Huge cheers erupt from the audience.
And so on to the podcast filming itself. It would be wrong to suggest that Israel-Palestine dominated the interviews that followed.
While I didn’t stay to the very end of the show, only briefly did the Middle East even crop up again. Mayoral wannabe Garbett, I think, suggested she would pursue pension divestment aims if elected in May. Apart from the warranted put downs of Trump by the comic later on, foreign policy rarely featured again.
Polanski was gushing as he interviewed his London Assembly political colleague, Garbett. She had written the Greens’ drug policy that Keir Starmer had dismissed as stupid and foolish during the Gorton and Denton by-election.
Polanski asked Garbett to run through the policy in more detail. Some of it — cocaine on prescription for users — did indeed sound foolish. When the legalisation of softer cannabis and mushrooms sounded frankly obvious.
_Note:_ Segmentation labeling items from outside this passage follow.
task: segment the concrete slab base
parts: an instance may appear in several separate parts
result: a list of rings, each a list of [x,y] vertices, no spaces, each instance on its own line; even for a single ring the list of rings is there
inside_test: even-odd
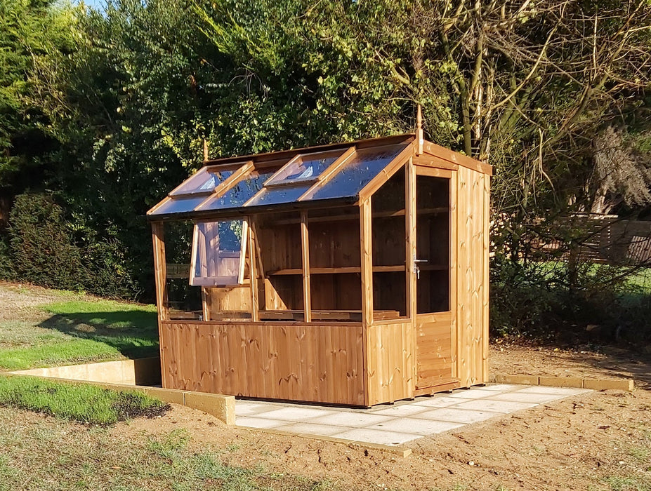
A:
[[[329,441],[393,448],[400,453],[405,450],[400,445],[423,436],[591,391],[499,384],[370,409],[238,400],[235,402],[235,424]]]

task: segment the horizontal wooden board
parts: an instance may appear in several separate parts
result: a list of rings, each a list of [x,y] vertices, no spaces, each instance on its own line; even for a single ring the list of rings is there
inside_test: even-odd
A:
[[[362,326],[161,323],[168,389],[362,405]]]
[[[416,389],[449,382],[452,377],[452,313],[416,318]]]

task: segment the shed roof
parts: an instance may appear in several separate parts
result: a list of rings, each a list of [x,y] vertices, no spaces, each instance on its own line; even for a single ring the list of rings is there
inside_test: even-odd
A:
[[[400,135],[207,161],[147,215],[151,220],[183,220],[353,204],[383,171],[412,156],[414,139],[413,134]],[[465,159],[475,170],[490,169],[447,152],[461,165]]]

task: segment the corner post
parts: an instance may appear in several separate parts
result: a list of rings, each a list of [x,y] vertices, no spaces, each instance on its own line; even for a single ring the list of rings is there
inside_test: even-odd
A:
[[[303,308],[305,322],[312,322],[312,294],[310,290],[310,238],[308,212],[301,212],[301,250],[303,256]]]
[[[167,265],[165,262],[165,227],[162,222],[152,222],[154,243],[154,276],[156,282],[156,307],[159,321],[169,318],[167,303]]]
[[[365,325],[373,323],[373,245],[371,229],[371,198],[360,206],[360,237],[362,266],[362,321]]]

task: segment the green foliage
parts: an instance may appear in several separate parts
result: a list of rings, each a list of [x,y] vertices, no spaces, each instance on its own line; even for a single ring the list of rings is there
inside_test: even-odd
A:
[[[0,188],[20,189],[39,180],[42,158],[56,142],[39,105],[35,77],[70,52],[74,11],[53,0],[12,0],[0,4]]]
[[[57,201],[46,194],[16,197],[8,254],[14,275],[42,286],[129,296],[134,285],[117,241],[99,241]]]
[[[158,353],[156,309],[109,300],[74,300],[37,307],[40,322],[0,322],[0,368],[142,358]]]
[[[93,385],[63,384],[32,377],[0,377],[0,405],[27,409],[89,424],[112,424],[141,416],[154,417],[169,408],[135,391]]]

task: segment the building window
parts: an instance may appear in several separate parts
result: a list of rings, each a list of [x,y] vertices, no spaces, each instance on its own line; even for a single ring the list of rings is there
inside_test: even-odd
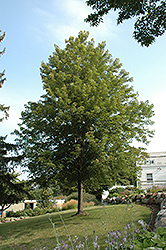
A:
[[[147,179],[147,182],[153,182],[153,174],[152,173],[146,174],[146,179]]]

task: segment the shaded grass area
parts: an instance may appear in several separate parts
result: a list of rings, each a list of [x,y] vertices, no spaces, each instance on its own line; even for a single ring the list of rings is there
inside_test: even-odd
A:
[[[105,248],[106,231],[124,231],[125,223],[132,222],[139,228],[138,220],[150,221],[151,210],[140,205],[133,208],[127,205],[109,205],[90,207],[84,210],[87,216],[72,216],[76,210],[62,211],[61,215],[72,239],[77,235],[82,241],[88,236],[89,244],[93,241],[93,234],[98,236],[100,249]],[[59,241],[68,241],[68,235],[58,213],[51,214],[56,226]],[[109,218],[109,223],[108,223]],[[94,232],[95,230],[95,232]],[[105,231],[106,230],[106,231]],[[49,215],[32,217],[25,220],[0,224],[0,250],[37,250],[46,247],[53,250],[56,246],[56,237],[49,221]],[[92,249],[89,247],[89,249]]]

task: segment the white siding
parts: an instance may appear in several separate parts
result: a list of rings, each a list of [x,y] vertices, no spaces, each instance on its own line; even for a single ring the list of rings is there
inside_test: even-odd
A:
[[[141,188],[166,187],[166,152],[150,153],[150,158],[147,158],[141,167],[142,174],[138,184]],[[152,181],[150,181],[150,174],[153,177]]]

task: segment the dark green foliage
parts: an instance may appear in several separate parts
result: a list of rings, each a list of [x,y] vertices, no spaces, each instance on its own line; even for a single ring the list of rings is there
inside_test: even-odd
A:
[[[136,177],[136,160],[153,136],[153,105],[138,100],[132,79],[113,59],[105,42],[95,47],[88,32],[55,45],[41,65],[43,88],[38,102],[29,102],[15,131],[25,161],[42,186],[56,180],[61,189],[91,192]],[[89,192],[90,193],[90,192]]]
[[[164,0],[87,0],[94,13],[85,19],[92,26],[103,22],[103,16],[117,11],[117,24],[136,17],[133,37],[142,45],[149,46],[166,30],[166,2]]]
[[[37,206],[39,208],[52,208],[50,199],[53,197],[53,191],[51,188],[36,188],[31,192],[33,198],[37,201]]]
[[[155,233],[143,230],[137,234],[134,249],[166,249],[166,228],[159,227]]]
[[[0,30],[0,43],[3,41],[5,37],[5,32],[3,34],[1,34],[1,30]],[[0,51],[0,57],[5,53],[5,48]],[[5,78],[5,71],[3,72],[0,72],[0,88],[2,87],[2,85],[4,84],[6,78]],[[0,122],[9,116],[8,115],[8,110],[9,110],[9,107],[5,107],[4,104],[0,104],[0,111],[3,112],[3,117],[0,118]]]
[[[66,200],[78,200],[78,192],[74,192],[70,195],[67,196]],[[88,193],[83,193],[83,202],[90,202],[93,201],[95,203],[95,205],[99,205],[100,202],[96,199],[95,195],[93,194],[88,194]]]

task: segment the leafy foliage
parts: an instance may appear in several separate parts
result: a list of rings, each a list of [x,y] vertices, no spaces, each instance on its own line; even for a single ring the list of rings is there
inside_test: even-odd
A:
[[[5,37],[5,33],[1,34],[1,30],[0,30],[0,43],[3,41]],[[5,48],[0,51],[0,57],[5,53]],[[3,83],[5,82],[6,78],[4,77],[5,76],[5,71],[3,72],[0,72],[0,88],[2,87]],[[5,107],[4,104],[0,104],[0,111],[3,112],[3,117],[0,118],[0,122],[8,117],[8,110],[9,110],[9,107]]]
[[[83,188],[96,191],[115,181],[136,177],[136,160],[144,151],[133,140],[148,143],[153,131],[153,105],[139,102],[129,85],[132,79],[118,59],[95,47],[88,32],[55,45],[41,77],[46,94],[25,105],[15,131],[35,181],[61,189],[78,188],[82,212]]]
[[[142,45],[149,46],[166,30],[166,2],[164,0],[87,0],[94,13],[88,15],[86,22],[92,26],[103,22],[103,16],[111,10],[118,11],[117,24],[136,17],[133,37]]]

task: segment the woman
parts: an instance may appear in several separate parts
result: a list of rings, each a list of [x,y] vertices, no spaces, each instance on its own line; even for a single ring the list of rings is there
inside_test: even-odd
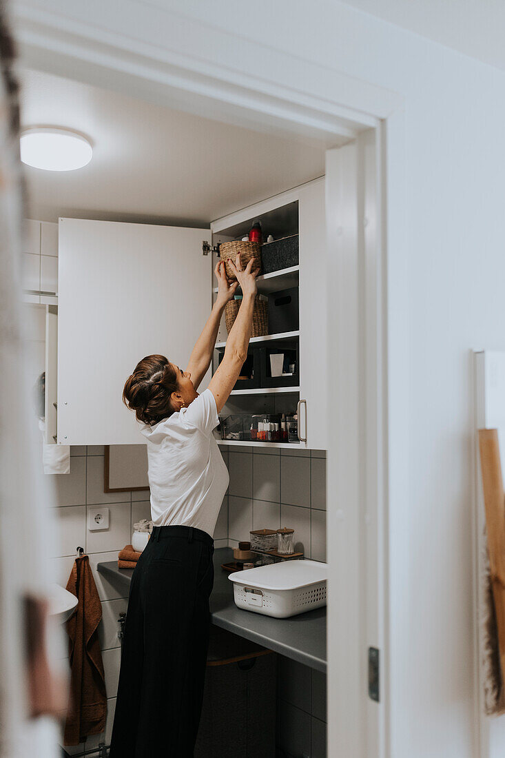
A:
[[[143,359],[123,399],[147,439],[153,530],[132,577],[109,758],[190,758],[198,731],[214,582],[214,528],[227,469],[212,434],[247,355],[256,292],[253,262],[230,261],[185,371],[163,356]],[[221,365],[210,365],[224,305],[243,300]]]

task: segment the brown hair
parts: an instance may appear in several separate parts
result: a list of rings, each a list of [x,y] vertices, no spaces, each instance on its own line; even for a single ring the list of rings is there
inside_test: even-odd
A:
[[[123,390],[123,402],[149,426],[174,412],[170,396],[178,389],[177,374],[165,356],[146,356],[135,366]]]

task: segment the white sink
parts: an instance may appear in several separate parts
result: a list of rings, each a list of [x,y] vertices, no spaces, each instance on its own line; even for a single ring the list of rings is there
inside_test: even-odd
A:
[[[49,600],[49,615],[58,623],[64,624],[68,621],[77,607],[78,600],[68,590],[59,584],[51,584],[48,592]]]

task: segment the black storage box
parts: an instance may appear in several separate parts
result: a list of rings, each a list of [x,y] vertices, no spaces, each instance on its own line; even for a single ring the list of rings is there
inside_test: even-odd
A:
[[[274,758],[276,658],[211,626],[194,758]]]
[[[262,274],[290,268],[297,266],[298,262],[298,234],[262,245]]]
[[[268,296],[268,331],[271,334],[297,331],[298,287],[281,290]]]

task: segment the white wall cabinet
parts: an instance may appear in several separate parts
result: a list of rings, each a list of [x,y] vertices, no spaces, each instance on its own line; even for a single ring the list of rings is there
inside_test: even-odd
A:
[[[214,221],[211,225],[214,244],[240,238],[255,219],[262,221],[265,233],[274,230],[276,239],[293,233],[299,234],[299,265],[259,277],[258,289],[260,293],[268,294],[292,287],[299,288],[300,385],[282,390],[236,390],[227,408],[231,412],[256,414],[261,413],[263,409],[265,412],[282,412],[298,407],[300,444],[325,449],[328,365],[324,177]],[[218,339],[223,342],[226,340],[224,325]],[[247,444],[234,440],[225,443]],[[252,444],[271,446],[272,443]]]
[[[255,218],[268,221],[276,237],[294,229],[300,235],[299,265],[259,280],[263,293],[299,287],[300,386],[235,390],[227,408],[229,412],[236,407],[243,412],[258,412],[259,408],[260,412],[279,412],[298,406],[300,444],[325,449],[324,178],[213,222],[212,242],[241,236]],[[138,361],[151,353],[186,365],[216,284],[215,253],[202,254],[203,240],[210,240],[209,229],[60,219],[59,443],[143,442],[134,414],[122,402],[124,381]],[[218,340],[224,343],[226,334],[221,324]]]
[[[60,219],[59,443],[145,442],[123,403],[124,382],[152,353],[186,366],[211,307],[212,256],[202,252],[209,236]]]

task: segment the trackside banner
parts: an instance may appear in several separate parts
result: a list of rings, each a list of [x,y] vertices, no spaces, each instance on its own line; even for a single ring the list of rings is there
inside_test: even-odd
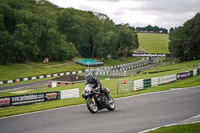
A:
[[[46,92],[11,97],[0,97],[0,107],[26,105],[60,99],[60,92]]]
[[[120,53],[124,57],[171,57],[168,53]]]
[[[0,97],[0,108],[78,97],[79,88],[18,96]]]

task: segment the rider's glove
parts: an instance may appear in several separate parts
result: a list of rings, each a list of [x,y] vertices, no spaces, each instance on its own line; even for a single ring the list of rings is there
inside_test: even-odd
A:
[[[99,89],[100,89],[100,87],[97,87],[97,88],[95,88],[94,90],[95,90],[95,91],[98,91]]]

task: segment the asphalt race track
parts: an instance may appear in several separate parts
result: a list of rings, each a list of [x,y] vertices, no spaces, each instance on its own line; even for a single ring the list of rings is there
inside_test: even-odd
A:
[[[200,114],[200,86],[115,99],[116,110],[86,105],[0,118],[0,133],[137,133]]]

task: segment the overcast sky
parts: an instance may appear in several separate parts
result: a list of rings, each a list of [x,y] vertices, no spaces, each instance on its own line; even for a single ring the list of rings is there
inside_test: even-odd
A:
[[[59,7],[101,12],[115,24],[170,29],[200,12],[200,0],[48,0]]]

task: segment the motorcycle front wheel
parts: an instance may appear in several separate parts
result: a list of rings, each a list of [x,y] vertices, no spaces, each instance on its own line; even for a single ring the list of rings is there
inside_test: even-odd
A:
[[[98,111],[98,107],[94,98],[87,99],[87,108],[91,113],[96,113]]]

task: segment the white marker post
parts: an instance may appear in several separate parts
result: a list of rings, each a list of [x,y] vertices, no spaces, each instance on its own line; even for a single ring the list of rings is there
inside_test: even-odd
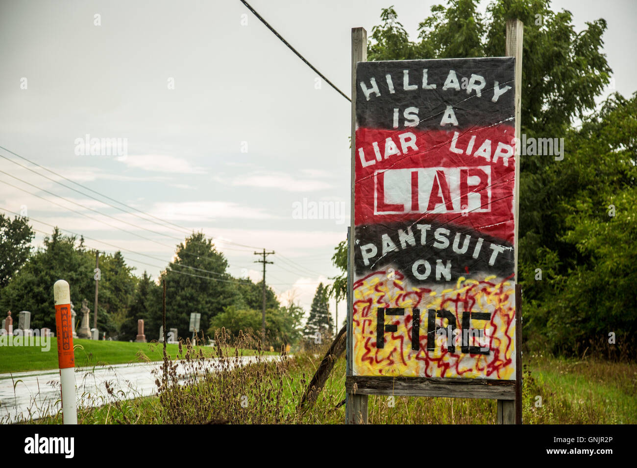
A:
[[[75,397],[75,355],[71,317],[71,292],[69,283],[58,280],[53,285],[55,303],[55,326],[57,332],[57,358],[62,387],[62,422],[77,424]]]

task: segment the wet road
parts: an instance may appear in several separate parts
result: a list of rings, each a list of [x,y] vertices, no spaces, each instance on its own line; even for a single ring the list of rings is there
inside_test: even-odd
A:
[[[269,360],[278,358],[278,356],[262,356],[261,358]],[[254,362],[256,357],[245,356],[240,359],[240,365],[245,365]],[[208,359],[206,362],[211,370],[222,365],[218,359]],[[155,395],[157,390],[157,378],[153,371],[160,369],[161,364],[160,361],[76,369],[78,407],[100,406],[116,399],[129,400]],[[225,365],[234,364],[226,362]],[[185,372],[183,365],[180,364],[178,374],[183,376]],[[115,395],[109,395],[106,391],[106,382],[113,389]],[[43,415],[57,413],[60,408],[59,369],[0,374],[2,423],[31,418],[38,419]]]

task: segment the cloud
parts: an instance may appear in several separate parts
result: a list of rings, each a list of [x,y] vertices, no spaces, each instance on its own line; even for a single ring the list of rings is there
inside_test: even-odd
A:
[[[198,224],[207,223],[216,218],[264,220],[275,217],[261,208],[255,209],[225,201],[155,203],[150,213],[164,220],[194,221]]]
[[[161,154],[129,155],[120,156],[117,160],[129,167],[161,173],[206,174],[203,167],[194,167],[183,158]]]
[[[287,192],[313,192],[332,188],[332,185],[326,181],[301,179],[285,173],[248,174],[236,178],[232,185],[260,188],[279,188]]]

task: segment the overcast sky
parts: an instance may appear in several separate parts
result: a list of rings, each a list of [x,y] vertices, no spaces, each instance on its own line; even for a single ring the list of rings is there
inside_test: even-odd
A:
[[[381,8],[393,4],[415,39],[418,23],[441,2],[250,3],[349,96],[350,29],[371,34]],[[615,89],[627,96],[637,88],[636,4],[552,3],[573,13],[578,31],[606,20],[605,52]],[[282,299],[295,292],[306,309],[318,282],[338,273],[330,258],[348,222],[350,103],[239,0],[4,1],[0,44],[0,146],[181,227],[124,214],[2,159],[0,171],[32,186],[0,173],[0,209],[25,209],[44,232],[52,228],[39,222],[136,252],[123,253],[136,274],[154,278],[193,229],[215,239],[236,276],[260,280],[254,248],[275,250],[268,283]],[[86,135],[122,139],[125,153],[82,154],[76,140]],[[308,206],[331,202],[336,219],[293,216],[304,199]],[[38,232],[34,245],[43,237]],[[345,312],[343,302],[340,322]]]

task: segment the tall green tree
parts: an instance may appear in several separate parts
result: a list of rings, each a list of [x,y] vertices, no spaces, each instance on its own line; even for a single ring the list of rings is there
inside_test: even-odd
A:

Garbett is clearly desperate to finally win the mayoral race in May, having run unsuccessfully before. If she does win, she plans to make Dylan Law, who turned 20 years old only this week, deputy mayor.
When his turn on stage arrived, Law was indeed genuinely impressive. A local kid from an estate, determined to forge a career in politics for himself, and at the same time, inspire his own local black community members into successful careers in whatever field they choose.
Law is standing in May’s local election and would need to secure a ward in Hackney to further his clearly promising political career.
Later, Dahler appears on stage. I check — he has 1.2 million followers on Instagram. His politics are staunchly Green. He makes a observation about Trump, and shoes.
But I’m hungry, having skipped lunch, and decided it’s time I left to return home for dinner.
Final thoughts? Polanski is a big draw in Hackney, and the Greens are clearly connected locally to a very particular sector of the local community. And it’s a phenomenal achievement getting 700 youngish people to attend a political event on a Monday night.
It’s also all a million miles away from the days of Polanski’s time as a struggling Liberal Democrat and bit part player in the Greens, still very much connected to Jewish communal life.
Am I left bemused by it all as I board a London Overground train home? Yes.